Ils et elles utilisent déjà depuis longtemps les réseaux sociaux et les ressources qu’apportent la «toile». Des outils pour se faciliter la tâche, parce que l’on n’a pas bien compris ce qui avait été dit en cours et que l’on ne demande plus au prof dans ces cas-là… mais peut-être aussi, parce qu’on est intéressé et que l’on aimerait en savoir plus.

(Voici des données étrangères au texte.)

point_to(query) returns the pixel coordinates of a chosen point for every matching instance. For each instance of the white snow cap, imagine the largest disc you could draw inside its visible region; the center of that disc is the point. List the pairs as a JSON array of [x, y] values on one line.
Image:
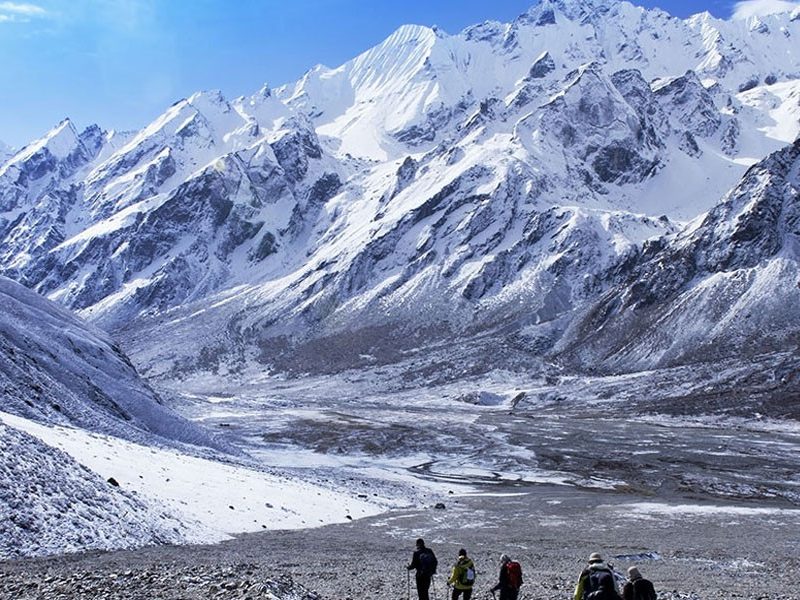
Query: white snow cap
[[760, 8]]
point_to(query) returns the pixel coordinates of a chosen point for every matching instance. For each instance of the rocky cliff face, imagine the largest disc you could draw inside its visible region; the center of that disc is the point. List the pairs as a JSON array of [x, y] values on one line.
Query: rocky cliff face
[[727, 285]]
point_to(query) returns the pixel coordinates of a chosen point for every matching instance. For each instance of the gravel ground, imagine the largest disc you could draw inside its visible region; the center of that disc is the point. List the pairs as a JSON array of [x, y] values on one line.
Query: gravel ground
[[689, 548]]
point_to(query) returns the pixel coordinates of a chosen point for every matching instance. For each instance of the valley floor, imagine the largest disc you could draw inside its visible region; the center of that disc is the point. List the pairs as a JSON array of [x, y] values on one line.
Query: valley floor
[[690, 549], [548, 472]]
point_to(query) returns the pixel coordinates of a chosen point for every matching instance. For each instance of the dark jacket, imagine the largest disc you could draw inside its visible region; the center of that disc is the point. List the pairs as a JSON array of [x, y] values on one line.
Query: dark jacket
[[458, 575], [416, 562], [504, 583], [581, 587], [638, 589]]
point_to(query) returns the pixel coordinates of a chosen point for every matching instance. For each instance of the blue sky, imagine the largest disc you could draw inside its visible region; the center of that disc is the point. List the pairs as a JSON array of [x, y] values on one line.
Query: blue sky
[[120, 63]]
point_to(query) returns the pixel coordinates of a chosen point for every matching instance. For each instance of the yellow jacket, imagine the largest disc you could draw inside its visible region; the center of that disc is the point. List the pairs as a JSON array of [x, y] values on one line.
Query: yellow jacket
[[458, 577]]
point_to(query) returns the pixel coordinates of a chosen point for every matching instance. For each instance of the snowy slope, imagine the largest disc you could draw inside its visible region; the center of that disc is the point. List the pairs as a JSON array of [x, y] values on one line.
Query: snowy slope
[[728, 284], [435, 186], [57, 369], [74, 414], [49, 503], [208, 500]]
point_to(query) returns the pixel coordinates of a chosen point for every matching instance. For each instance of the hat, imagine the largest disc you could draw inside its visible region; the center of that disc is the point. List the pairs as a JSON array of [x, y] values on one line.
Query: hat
[[595, 557]]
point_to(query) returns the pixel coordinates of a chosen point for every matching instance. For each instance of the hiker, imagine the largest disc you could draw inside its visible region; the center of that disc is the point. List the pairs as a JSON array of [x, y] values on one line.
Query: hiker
[[510, 579], [637, 587], [424, 561], [596, 581], [462, 578]]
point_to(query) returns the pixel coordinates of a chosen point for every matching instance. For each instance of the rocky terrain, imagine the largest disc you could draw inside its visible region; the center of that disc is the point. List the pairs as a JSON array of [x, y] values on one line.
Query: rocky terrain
[[690, 549], [543, 273]]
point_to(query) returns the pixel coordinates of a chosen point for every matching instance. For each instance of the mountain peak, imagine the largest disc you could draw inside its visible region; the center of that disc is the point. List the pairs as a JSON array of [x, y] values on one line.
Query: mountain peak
[[575, 10]]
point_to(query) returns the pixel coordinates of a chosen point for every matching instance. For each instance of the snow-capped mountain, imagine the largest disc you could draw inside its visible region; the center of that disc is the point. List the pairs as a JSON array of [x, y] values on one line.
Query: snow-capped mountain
[[727, 284], [56, 369], [50, 503], [436, 186]]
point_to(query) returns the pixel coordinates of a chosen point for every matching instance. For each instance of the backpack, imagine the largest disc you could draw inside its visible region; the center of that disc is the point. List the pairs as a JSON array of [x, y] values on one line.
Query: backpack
[[514, 572], [643, 590], [468, 575], [600, 586], [427, 562]]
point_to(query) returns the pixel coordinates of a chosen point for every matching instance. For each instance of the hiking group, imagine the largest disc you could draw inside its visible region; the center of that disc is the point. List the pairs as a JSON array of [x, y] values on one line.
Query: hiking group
[[596, 582]]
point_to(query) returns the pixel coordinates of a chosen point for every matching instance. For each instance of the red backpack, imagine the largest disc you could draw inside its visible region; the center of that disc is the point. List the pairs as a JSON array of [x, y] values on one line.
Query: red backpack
[[514, 572]]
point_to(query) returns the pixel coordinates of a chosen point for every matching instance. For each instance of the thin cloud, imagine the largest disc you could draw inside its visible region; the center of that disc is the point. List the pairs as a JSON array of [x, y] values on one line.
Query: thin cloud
[[27, 10], [760, 8], [16, 12]]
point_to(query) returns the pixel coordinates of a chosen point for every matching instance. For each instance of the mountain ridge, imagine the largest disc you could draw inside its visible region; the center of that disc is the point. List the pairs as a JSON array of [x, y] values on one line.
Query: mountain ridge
[[434, 185]]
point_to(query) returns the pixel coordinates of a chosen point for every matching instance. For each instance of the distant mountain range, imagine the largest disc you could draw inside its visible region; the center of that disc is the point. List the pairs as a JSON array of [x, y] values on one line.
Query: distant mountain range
[[561, 181]]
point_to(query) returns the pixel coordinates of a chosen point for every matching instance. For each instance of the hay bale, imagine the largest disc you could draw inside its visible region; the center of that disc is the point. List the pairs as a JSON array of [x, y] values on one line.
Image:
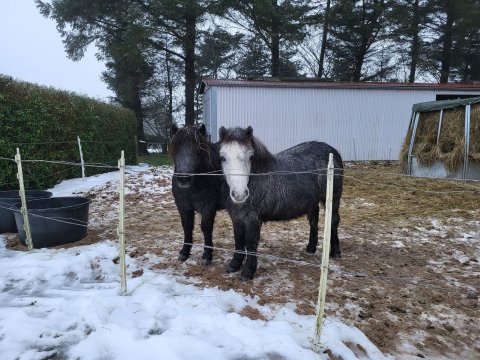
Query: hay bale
[[425, 144], [451, 145], [404, 152], [474, 150]]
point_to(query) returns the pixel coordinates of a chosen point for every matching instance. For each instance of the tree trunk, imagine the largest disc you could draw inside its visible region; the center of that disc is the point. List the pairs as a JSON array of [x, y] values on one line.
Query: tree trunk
[[138, 110], [323, 49], [169, 123], [275, 41], [414, 50], [447, 44], [275, 56], [190, 78]]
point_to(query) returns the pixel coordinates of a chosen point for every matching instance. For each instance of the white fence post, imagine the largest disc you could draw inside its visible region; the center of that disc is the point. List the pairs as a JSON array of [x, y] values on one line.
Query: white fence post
[[121, 224], [23, 210], [81, 156], [326, 252]]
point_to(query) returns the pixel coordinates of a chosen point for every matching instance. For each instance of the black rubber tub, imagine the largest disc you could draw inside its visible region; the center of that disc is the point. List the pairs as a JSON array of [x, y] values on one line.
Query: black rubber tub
[[55, 221], [8, 199]]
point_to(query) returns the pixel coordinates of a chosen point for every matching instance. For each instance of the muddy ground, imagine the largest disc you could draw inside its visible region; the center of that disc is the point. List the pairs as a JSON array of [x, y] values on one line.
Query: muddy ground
[[409, 277]]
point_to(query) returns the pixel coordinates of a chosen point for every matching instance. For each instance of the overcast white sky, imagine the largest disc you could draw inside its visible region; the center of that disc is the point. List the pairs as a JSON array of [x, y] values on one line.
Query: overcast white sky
[[31, 49]]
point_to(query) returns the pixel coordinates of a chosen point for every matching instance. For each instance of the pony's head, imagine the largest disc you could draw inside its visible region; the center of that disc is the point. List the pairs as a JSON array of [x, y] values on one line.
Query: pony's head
[[190, 153], [241, 154]]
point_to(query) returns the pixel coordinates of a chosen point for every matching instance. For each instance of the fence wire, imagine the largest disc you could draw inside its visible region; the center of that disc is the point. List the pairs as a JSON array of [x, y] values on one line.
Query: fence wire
[[321, 171]]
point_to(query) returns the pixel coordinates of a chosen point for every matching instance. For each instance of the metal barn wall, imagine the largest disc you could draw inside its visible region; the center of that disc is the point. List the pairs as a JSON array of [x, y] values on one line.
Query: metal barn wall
[[363, 124]]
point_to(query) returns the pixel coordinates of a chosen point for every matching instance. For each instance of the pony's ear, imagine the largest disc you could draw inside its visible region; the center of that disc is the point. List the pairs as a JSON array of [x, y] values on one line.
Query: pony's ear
[[174, 128], [249, 131], [222, 132], [203, 130]]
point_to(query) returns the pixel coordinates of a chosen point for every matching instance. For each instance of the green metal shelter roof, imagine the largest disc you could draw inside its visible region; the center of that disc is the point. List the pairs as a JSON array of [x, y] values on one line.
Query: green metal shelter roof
[[443, 104]]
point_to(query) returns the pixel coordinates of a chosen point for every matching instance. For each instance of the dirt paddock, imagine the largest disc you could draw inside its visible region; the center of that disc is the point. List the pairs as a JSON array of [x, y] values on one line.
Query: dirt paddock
[[409, 277]]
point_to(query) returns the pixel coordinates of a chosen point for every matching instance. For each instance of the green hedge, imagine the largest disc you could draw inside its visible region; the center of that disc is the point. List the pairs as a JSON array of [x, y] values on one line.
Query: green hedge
[[44, 123]]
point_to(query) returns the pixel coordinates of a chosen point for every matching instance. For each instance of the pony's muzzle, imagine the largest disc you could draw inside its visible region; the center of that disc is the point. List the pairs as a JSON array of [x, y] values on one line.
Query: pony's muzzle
[[184, 181], [239, 198]]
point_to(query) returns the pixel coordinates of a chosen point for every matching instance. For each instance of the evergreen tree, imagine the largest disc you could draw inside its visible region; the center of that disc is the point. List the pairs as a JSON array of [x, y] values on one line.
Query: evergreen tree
[[277, 24], [357, 27]]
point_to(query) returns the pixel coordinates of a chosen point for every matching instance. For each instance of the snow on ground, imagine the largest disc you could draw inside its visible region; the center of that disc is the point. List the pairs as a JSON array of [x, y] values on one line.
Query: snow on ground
[[65, 303]]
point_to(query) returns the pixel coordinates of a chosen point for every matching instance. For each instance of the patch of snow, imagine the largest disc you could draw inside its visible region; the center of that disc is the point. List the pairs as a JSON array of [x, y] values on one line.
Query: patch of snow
[[65, 303]]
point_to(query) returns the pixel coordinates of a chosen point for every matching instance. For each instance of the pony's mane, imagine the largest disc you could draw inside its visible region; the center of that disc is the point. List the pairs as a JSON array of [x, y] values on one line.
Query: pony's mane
[[262, 158], [191, 136]]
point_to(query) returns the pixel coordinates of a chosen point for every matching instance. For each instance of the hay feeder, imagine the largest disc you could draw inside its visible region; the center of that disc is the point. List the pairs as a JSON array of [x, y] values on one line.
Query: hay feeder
[[443, 140]]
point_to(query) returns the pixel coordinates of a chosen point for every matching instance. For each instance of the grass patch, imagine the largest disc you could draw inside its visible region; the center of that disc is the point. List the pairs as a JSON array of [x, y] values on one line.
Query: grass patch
[[155, 160]]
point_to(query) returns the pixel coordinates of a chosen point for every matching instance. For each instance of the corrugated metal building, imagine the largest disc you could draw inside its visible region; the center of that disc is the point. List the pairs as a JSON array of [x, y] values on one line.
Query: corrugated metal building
[[364, 121]]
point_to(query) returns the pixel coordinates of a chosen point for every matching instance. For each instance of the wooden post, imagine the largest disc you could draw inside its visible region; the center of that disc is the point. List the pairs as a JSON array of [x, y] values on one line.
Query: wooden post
[[136, 150], [325, 256], [23, 210], [121, 224], [81, 156]]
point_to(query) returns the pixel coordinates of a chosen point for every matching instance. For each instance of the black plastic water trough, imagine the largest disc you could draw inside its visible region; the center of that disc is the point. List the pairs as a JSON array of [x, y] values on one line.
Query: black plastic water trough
[[8, 199], [55, 221]]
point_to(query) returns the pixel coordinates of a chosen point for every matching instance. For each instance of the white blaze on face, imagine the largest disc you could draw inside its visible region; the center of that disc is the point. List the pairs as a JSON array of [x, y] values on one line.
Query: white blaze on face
[[236, 165]]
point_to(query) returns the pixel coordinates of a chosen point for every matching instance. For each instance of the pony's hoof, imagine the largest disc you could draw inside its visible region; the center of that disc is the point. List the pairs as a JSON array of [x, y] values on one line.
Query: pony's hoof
[[231, 268], [182, 257], [246, 276], [206, 262], [336, 255]]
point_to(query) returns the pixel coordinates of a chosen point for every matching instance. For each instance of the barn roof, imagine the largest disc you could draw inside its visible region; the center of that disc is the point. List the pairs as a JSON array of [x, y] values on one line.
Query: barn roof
[[444, 104], [317, 83]]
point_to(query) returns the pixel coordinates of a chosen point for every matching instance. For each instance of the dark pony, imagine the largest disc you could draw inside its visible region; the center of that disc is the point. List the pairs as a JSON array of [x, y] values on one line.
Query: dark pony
[[289, 184], [193, 154]]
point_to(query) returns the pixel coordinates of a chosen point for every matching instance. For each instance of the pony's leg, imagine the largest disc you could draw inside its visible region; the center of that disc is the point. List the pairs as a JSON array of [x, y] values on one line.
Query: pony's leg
[[187, 217], [239, 234], [334, 242], [313, 220], [208, 219], [252, 236]]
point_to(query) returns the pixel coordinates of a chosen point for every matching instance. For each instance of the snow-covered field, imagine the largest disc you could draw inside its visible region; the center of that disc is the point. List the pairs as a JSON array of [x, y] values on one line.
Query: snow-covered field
[[66, 304]]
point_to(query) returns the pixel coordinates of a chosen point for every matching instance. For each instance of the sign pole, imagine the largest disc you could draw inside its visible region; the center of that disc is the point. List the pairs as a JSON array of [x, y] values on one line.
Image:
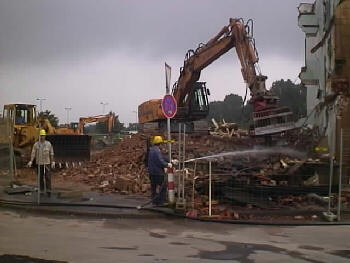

En 1963, René Goscinny, dans son livre La potachologie décrivait avec humour les bons élèves : «remarquables par le fait qu’ils restent éveillés en classe, qu’ils écoutent leur professeur et, même, qu’ils le comprennent.» Une définition, qui évolue au jour le jour en raison d’un contexte permettant d’aller chercher de l’information et de l’aide ailleurs et de mutualiser les connaissances ou les pratiques. Ces transformations se passent au quotidien et de nombreux enseignants utilisent et accompagnent cette mutation, dans laquelle le savoir et les techniques se partagent avec leurs élèves et où l’adulte n’en n’est plus le principal détenteur.

Cemea

Apprendre à travailler autrement, à chercher ensemble, à relativiser, à donner du sens, à mettre en lien et à construire en fonction des besoins des élèves. Un enjeu passionnant, qui amène aussi à s’adapter à la réalité de la limite de ses propres connaissances en informatique et à celle de la possibilité d’accès des enfants à un ordinateur. Bien sûr cette démarche se construit au long cours, d’abord balbutiement, puis fruit de projets qui se mutualisent, s’entraînent et se multiplient.

Mais le mouvement est lancé, malgré des réticences et la volonté de certain.e.s de faire perdurer un enseignement ayant pour credo permanent, la transmission directe et hiérarchisée, image d’une réalité scolaire qui n’existe déjà plus.

La réalité transforme les pratiques au quotidien, contribuons avec nos valeurs d’Education nouvelle à cette dynamique et n’attendons pas le «monde d’après».